It’s time to trim the mainsail and dust off the old cutlass, as we kick off the 40th annual Pirates Week Festival of the Cayman Islands.

Last weekend’s events on Cayman Brac marked the official start of the celebration – jam-packed with activities, from the first happy hour toast to the final parley and farewell. As visiting pirates and their crews descend upon our shores, we urge all of Cayman to give them a hearty welcome.

The yearly homage to Cayman’s heritage, and celebration of all things pirate, has become a major attraction for tourists and a much-anticipated break from the routine for residents. Like Cayman, the essence of Pirates Week cannot be captured in a single phrase – it is a colorful and cordial blend of history, whimsy, revelry and community.

It presents a romanticized version of piracy’s golden age – thankfully long past. The real pirates, buccaneers and privateers who sailed these seas from the 1500s to the 1830s were an incorrigible lot. Their names struck terror in the hearts of their adversaries and victims: Sir Francis Drake, Henry Morgan, Blackbeard, Calico Jack Rackham and the “lady pirate” Anne Bonny. We are content to see those dreaded monikers relegated to the labels of rum bottles, but there’s no harm in a little pirate-themed fun.
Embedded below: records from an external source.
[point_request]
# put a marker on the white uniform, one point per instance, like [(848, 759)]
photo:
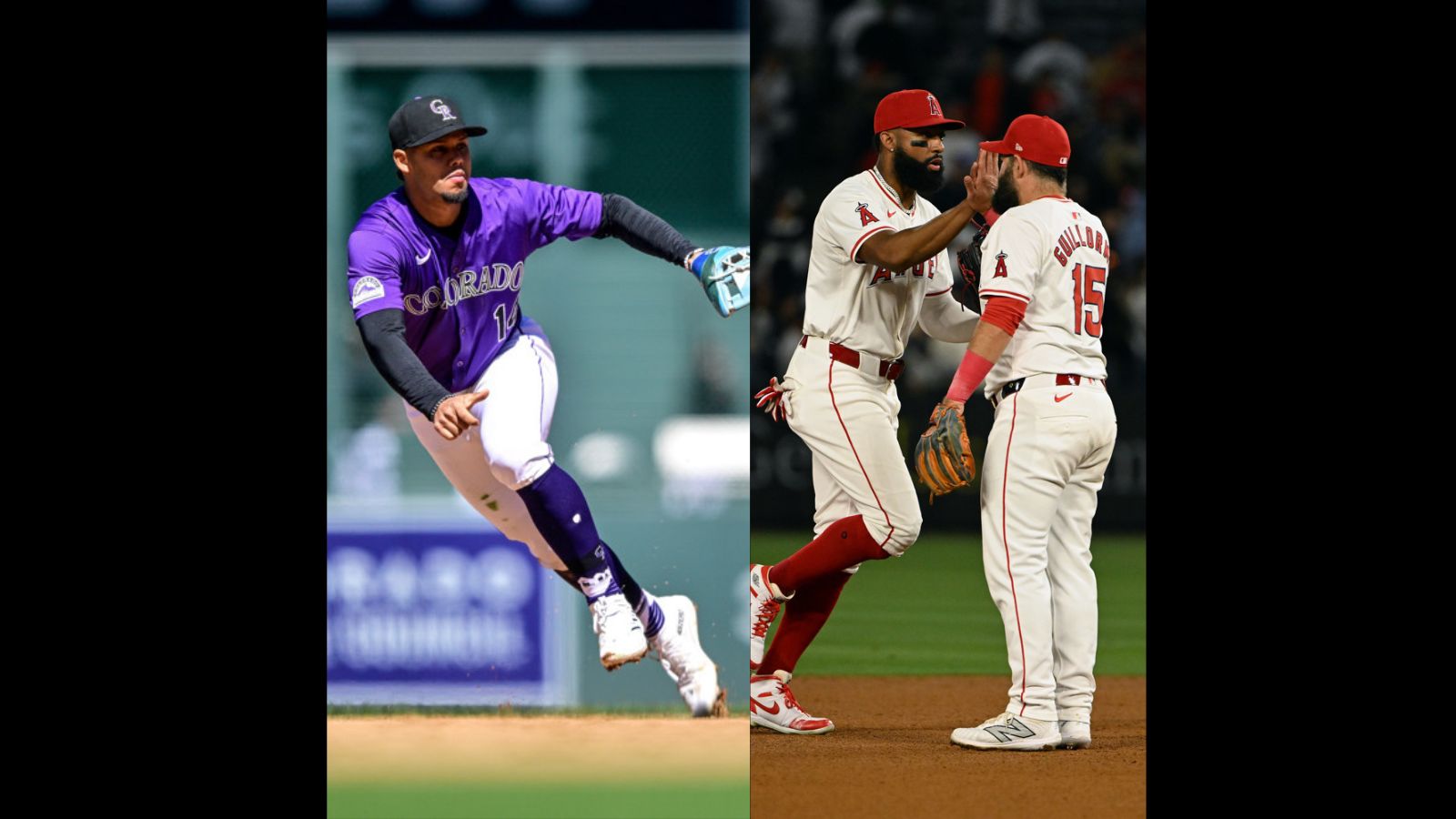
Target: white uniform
[(1047, 450), (848, 416)]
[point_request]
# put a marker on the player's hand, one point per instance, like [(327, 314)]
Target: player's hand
[(724, 276), (980, 186), (455, 417), (774, 399)]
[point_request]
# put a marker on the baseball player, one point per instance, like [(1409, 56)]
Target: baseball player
[(877, 268), (436, 271), (1043, 285)]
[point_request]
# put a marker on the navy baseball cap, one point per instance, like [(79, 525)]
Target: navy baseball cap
[(427, 118)]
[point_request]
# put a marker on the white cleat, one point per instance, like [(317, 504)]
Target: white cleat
[(684, 661), (1009, 732), (1075, 734), (772, 705), (619, 632)]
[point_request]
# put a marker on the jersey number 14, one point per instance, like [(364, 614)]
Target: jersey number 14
[(1088, 290)]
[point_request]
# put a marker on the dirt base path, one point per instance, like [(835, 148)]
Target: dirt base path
[(523, 749), (892, 755)]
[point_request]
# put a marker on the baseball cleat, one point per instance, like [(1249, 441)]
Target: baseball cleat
[(764, 602), (772, 705), (619, 632), (684, 661), (1075, 734), (1009, 732)]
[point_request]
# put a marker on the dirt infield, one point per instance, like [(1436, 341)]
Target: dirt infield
[(892, 753), (524, 749)]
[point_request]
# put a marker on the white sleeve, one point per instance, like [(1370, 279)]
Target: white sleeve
[(946, 319), (851, 217), (1011, 258)]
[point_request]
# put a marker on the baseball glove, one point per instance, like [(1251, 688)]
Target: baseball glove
[(970, 261), (943, 458), (724, 276)]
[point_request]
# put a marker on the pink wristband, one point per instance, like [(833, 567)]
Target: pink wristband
[(972, 372)]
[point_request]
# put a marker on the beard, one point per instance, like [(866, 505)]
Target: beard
[(1005, 196), (917, 175)]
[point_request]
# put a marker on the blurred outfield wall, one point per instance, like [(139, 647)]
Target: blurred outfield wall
[(644, 361)]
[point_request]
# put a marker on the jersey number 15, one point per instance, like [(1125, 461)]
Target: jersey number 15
[(1088, 290), (502, 325)]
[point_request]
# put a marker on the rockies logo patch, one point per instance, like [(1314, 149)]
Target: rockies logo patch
[(366, 290)]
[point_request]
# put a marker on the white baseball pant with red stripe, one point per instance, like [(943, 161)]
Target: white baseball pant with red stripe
[(1043, 468), (848, 419)]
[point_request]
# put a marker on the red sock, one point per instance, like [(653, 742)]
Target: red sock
[(803, 617), (842, 545)]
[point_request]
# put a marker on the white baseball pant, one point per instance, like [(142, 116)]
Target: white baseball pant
[(848, 419), (1043, 468), (509, 450)]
Once again, the festival committee has dreamed up a schedule that is as rich and vibrant as our islands, with events for children, families and more “adult oriented” fare. Movie pirates will mix with those wearing more historically accurate garb. Those wearing flip-flops and T-shirts mingle with buccaneers brandishing swords and eye patches.
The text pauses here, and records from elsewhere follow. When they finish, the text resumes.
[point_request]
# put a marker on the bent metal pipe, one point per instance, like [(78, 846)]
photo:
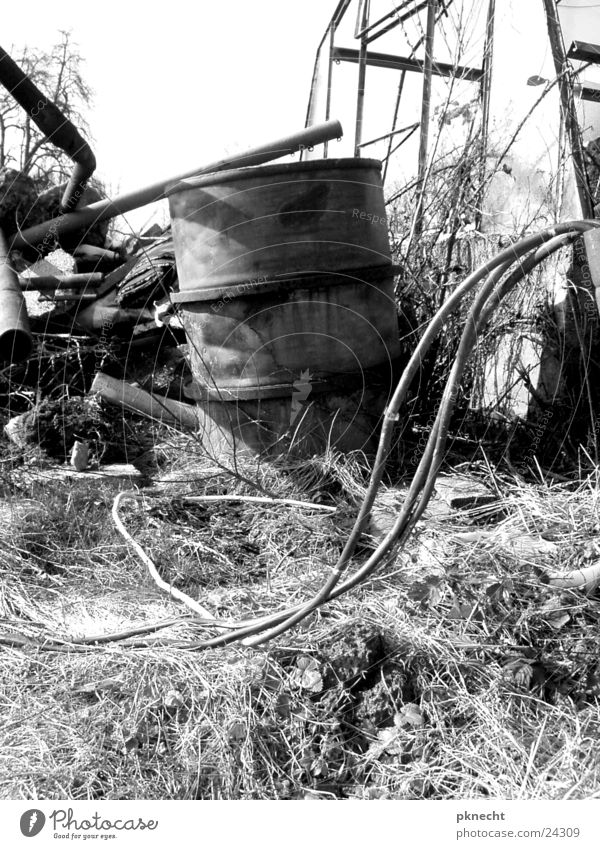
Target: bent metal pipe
[(15, 336), (85, 216)]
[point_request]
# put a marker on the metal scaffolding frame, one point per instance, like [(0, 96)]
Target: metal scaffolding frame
[(367, 31)]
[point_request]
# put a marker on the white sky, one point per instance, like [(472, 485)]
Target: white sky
[(179, 84)]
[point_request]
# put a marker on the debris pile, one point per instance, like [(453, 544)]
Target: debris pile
[(96, 313)]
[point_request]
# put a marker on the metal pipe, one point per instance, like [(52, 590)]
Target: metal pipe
[(54, 124), (40, 235), (15, 336), (48, 282), (165, 410), (486, 83), (425, 113), (362, 75), (569, 111)]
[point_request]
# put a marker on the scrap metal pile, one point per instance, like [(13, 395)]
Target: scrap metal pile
[(81, 317)]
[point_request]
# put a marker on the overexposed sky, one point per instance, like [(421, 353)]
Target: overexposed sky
[(179, 84)]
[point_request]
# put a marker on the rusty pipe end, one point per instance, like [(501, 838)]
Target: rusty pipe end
[(15, 336), (82, 171)]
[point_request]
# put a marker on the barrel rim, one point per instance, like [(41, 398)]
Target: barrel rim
[(251, 172), (284, 282)]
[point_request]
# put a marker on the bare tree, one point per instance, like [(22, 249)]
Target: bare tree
[(58, 74)]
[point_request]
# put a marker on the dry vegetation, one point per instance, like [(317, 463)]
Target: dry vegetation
[(456, 673)]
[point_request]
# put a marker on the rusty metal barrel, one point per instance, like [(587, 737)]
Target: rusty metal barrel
[(286, 295)]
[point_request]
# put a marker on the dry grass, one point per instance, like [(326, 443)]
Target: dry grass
[(456, 674)]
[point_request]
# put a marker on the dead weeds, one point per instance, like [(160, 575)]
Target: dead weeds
[(457, 673)]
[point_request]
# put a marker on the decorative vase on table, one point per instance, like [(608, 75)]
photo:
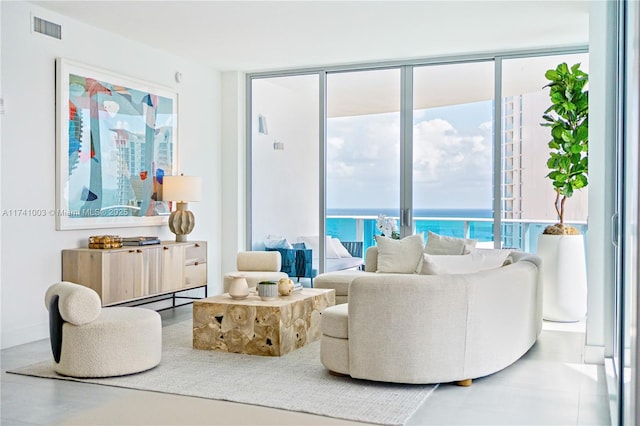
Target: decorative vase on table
[(268, 290), (564, 277), (238, 289)]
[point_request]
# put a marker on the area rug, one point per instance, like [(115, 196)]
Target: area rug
[(295, 382)]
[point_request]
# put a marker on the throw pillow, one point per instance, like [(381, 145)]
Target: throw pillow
[(399, 256), (313, 243), (428, 266), (448, 264), (439, 244), (277, 243), (508, 261), (340, 250)]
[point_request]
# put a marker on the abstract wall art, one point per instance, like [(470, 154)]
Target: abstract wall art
[(116, 140)]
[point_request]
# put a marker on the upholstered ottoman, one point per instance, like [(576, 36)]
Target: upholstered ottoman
[(256, 266), (339, 281), (90, 341), (334, 344)]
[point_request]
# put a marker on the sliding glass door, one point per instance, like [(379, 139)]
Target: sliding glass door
[(450, 147), (526, 193), (363, 153)]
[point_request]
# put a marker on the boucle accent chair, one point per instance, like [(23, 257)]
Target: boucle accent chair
[(90, 341), (411, 328), (256, 266)]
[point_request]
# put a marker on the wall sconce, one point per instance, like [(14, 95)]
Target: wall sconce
[(181, 189)]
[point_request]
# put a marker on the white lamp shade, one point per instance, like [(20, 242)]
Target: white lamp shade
[(182, 188)]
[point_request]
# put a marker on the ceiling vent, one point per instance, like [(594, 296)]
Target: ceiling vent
[(47, 28)]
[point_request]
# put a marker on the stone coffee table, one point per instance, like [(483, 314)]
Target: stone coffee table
[(260, 327)]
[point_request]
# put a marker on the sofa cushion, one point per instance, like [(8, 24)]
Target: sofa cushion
[(277, 243), (439, 244), (448, 264), (340, 250), (399, 256), (335, 321), (339, 280), (313, 242), (489, 258)]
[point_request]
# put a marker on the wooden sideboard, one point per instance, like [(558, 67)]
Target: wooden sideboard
[(132, 273)]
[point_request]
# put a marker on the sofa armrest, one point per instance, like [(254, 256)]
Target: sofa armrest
[(353, 247), (400, 324), (371, 259), (259, 261)]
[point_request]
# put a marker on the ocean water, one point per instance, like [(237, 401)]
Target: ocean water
[(345, 228)]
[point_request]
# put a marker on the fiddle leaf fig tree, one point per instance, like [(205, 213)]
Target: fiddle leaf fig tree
[(568, 118)]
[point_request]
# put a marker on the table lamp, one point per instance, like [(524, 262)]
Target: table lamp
[(181, 189)]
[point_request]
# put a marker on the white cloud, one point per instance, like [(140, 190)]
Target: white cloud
[(363, 152)]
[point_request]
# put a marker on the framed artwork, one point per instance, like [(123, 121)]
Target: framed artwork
[(116, 140)]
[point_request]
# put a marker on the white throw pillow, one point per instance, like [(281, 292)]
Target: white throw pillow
[(340, 250), (277, 243), (428, 266), (399, 256), (448, 264), (439, 244)]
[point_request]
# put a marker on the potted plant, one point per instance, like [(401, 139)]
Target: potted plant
[(561, 247), (568, 118)]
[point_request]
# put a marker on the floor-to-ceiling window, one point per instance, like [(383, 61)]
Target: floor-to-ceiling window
[(455, 144), (363, 152), (527, 195), (453, 149)]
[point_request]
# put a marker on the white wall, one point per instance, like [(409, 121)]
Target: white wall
[(30, 256)]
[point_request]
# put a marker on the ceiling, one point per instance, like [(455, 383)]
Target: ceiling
[(272, 35)]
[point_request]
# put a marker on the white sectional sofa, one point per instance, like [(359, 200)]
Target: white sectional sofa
[(433, 328)]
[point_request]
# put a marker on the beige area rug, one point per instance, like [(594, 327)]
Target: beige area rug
[(296, 382)]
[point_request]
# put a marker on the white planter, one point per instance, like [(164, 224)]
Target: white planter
[(564, 277)]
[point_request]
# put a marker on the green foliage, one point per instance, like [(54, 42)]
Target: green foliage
[(568, 117)]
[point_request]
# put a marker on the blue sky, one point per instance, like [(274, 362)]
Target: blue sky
[(452, 159)]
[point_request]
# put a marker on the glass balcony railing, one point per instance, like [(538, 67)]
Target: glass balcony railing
[(518, 234)]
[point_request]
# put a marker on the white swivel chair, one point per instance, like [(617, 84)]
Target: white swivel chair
[(256, 266), (90, 341)]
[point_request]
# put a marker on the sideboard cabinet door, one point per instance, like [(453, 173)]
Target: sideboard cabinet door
[(130, 273)]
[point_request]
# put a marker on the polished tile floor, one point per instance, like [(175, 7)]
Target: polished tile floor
[(549, 386)]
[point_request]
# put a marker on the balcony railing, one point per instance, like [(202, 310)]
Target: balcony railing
[(521, 234)]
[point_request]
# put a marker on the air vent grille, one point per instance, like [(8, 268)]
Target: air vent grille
[(47, 28)]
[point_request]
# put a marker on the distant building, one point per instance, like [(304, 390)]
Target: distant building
[(527, 194)]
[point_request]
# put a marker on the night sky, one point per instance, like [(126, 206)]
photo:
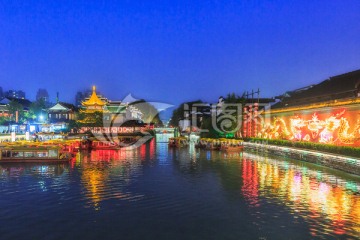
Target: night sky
[(175, 51)]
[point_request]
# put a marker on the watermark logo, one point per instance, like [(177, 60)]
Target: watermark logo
[(226, 118)]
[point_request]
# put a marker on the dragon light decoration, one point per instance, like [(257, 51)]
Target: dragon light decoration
[(332, 130)]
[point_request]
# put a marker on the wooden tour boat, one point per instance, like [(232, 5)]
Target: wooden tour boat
[(178, 142), (33, 154)]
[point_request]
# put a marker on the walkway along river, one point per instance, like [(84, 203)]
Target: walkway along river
[(158, 193)]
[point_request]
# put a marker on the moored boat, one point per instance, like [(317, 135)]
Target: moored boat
[(231, 145), (178, 142), (33, 154)]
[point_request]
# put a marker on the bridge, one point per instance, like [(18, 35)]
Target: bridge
[(164, 130)]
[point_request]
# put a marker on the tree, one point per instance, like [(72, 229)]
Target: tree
[(36, 108), (14, 107)]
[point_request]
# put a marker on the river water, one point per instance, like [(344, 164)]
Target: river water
[(158, 193)]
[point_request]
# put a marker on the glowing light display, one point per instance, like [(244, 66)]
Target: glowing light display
[(335, 126)]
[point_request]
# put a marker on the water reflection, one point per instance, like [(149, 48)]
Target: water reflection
[(319, 198), (206, 194), (106, 174)]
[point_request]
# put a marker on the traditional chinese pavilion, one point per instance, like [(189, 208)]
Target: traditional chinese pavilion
[(94, 103)]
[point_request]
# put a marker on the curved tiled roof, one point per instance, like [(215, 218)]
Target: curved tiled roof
[(94, 100)]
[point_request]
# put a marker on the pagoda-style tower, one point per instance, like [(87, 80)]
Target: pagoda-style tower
[(94, 104)]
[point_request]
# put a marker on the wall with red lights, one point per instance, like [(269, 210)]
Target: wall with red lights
[(327, 125)]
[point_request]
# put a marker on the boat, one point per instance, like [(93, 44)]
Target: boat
[(231, 145), (33, 154), (178, 142), (122, 142)]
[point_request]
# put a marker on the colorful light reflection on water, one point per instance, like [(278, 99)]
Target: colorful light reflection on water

There are sports competitions and music, food, theater and fun. And, of course, there is plenty of laughter, good food and merriment. This year, organizers are trying out a shortened schedule, shrinking the festival from 10 days to five, and consolidating Heritage Days into a one-day event in George Town.
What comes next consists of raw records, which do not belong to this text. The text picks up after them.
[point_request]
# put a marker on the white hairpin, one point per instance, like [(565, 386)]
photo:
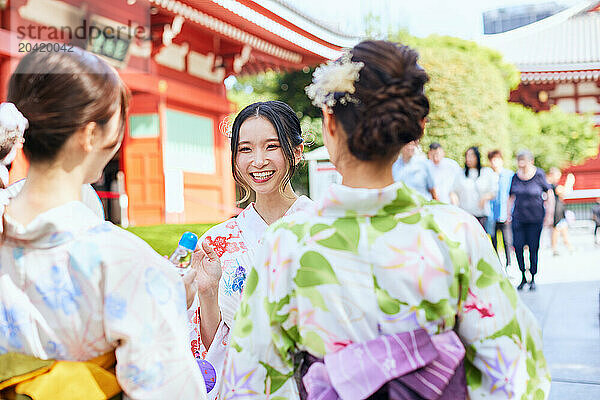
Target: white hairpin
[(12, 124), (334, 77)]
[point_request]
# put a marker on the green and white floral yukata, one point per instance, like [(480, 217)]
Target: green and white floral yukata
[(371, 262)]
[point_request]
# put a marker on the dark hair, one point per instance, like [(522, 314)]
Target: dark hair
[(435, 146), (391, 101), (286, 124), (494, 154), (478, 155), (61, 92)]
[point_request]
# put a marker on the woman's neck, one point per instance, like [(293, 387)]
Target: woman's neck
[(46, 187), (366, 174), (273, 206)]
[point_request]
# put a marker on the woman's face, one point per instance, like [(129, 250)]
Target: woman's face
[(471, 159), (523, 162), (105, 145), (260, 160)]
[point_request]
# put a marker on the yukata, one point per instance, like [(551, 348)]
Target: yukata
[(235, 241), (372, 263), (74, 287)]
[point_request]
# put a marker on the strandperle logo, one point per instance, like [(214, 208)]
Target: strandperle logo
[(85, 31)]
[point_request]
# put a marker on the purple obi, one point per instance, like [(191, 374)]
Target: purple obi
[(404, 366)]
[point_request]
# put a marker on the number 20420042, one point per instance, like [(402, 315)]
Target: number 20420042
[(26, 47)]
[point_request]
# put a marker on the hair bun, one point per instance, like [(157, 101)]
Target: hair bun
[(12, 127), (392, 103)]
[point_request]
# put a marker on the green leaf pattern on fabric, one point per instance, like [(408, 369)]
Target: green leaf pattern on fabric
[(327, 250), (314, 270)]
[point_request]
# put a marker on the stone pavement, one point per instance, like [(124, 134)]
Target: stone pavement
[(567, 305)]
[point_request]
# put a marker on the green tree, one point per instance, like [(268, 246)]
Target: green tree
[(468, 90), (556, 138)]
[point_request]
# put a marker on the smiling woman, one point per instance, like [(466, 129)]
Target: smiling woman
[(265, 134), (266, 147)]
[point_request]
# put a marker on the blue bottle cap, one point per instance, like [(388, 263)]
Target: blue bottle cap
[(189, 240)]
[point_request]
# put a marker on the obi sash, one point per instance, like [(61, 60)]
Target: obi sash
[(404, 366), (27, 377)]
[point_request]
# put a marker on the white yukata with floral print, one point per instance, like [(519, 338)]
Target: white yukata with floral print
[(371, 262), (73, 287), (235, 241)]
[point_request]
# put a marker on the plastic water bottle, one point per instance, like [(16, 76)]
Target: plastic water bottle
[(187, 244)]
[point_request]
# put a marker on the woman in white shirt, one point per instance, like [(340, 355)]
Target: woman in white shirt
[(473, 190), (266, 147), (72, 286)]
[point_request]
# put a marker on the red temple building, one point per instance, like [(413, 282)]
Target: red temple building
[(559, 60), (174, 56)]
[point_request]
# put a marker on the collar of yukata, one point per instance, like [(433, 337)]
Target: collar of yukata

Organizers have said they will see how this “Cliffs Notes” version plays out before deciding how to organize next year’s festivities. While it remains to be seen how this year’s revised schedule will play, in general, imagination and innovation are integral to keeping long-running events “fresh” and relevant.

Also key is retaining proven and popular core elements, including the traditional “pirates landing” and float parade which gets under way at 3 p.m. Saturday, Nov. 11, in downtown George Town. Of course, this year’s Pirates Week still includes major events such as the cardboard boat race, sea swim, Pooch Parade, street dances, children’s fun day and fireworks.

The festival kicks off in Grand Cayman on Thursday with Pirates Week happy hour, steel pan competition and street party downtown, and will end Monday, Nov. 13 with the traditional “Trial of the Pirates” and consolidated Heritage Days.

Those celebrations of Cayman culture, which had struggled with attendance at times in the past, will be presented in a combined event that should draw record crowds. Falling on Remembrance Day, most Cayman residents will be off from work and school. With a number of cruise ships scheduled to be in George Town harbor on the same day, this year’s combined event also presents a unique opportunity to introduce thousands of daytime visitors to Cayman’s history and culture.

So let us all come together to welcome our visitors, piratical and otherwise, and make this year’s Pirates Week a festival to remember. Anchors aweigh!